En un contexto de creciente presión política por parte de Washington, el Vaticano salió en defensa de la dictadura cubana al llamar a un “diálogo sincero” entre Estados Unidos y Cuba, sin emitir una condena explícita a la represión interna ni a los recientes actos de violencia atribuidos al régimen contra diplomáticos y opositores.

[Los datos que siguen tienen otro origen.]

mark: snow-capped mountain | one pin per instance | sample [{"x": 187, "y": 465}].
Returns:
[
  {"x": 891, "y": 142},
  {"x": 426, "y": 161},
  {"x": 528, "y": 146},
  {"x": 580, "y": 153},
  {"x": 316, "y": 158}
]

El posicionamiento se dio luego de que el Papa exhortara a ambas naciones a retomar canales de entendimiento, en un momento especialmente delicado para la isla.
El pronunciamiento ha generado fuertes críticas, al interpretarse como un intento de blindaje político a un gobierno señalado internacionalmente por violaciones sistemáticas a los derechos humanos. La postura del Vaticano contrasta con la gravedad del escenario interno cubano, donde se han intensificado los actos de repudio, las detenciones arbitrarias y la persecución contra voces disidentes, en medio de una profunda crisis económica y social.
El mensaje papal se produce, además, cuando el régimen de La Habana enfrenta un mayor aislamiento internacional y una presión renovada desde Estados Unidos. En este contexto, el silencio del Vaticano frente a la represión y la violencia política ha sido visto por analistas como una señal de respaldo indirecto a una dictadura acorralada, que busca legitimidad externa mientras recrudece el control interno.
Desde Washington, el discurso es diametralmente opuesto. El expresidente Donald Trump ha reiterado que “Cuba será libre otra vez”, endureciendo su narrativa contra el régimen y elevando la tensión diplomática. La falta de una condena clara por parte del Vaticano frente a los abusos del gobierno cubano ha profundizado el debate sobre el papel de la Santa Sede en escenarios de autoritarismo y crisis política.
El episodio evidencia la complejidad del tablero internacional en torno a Cuba, donde llamados al diálogo conviven con denuncias de represión, violencia y falta de libertades, en un momento en que la dictadura enfrenta uno de los periodos más críticos de su historia reciente.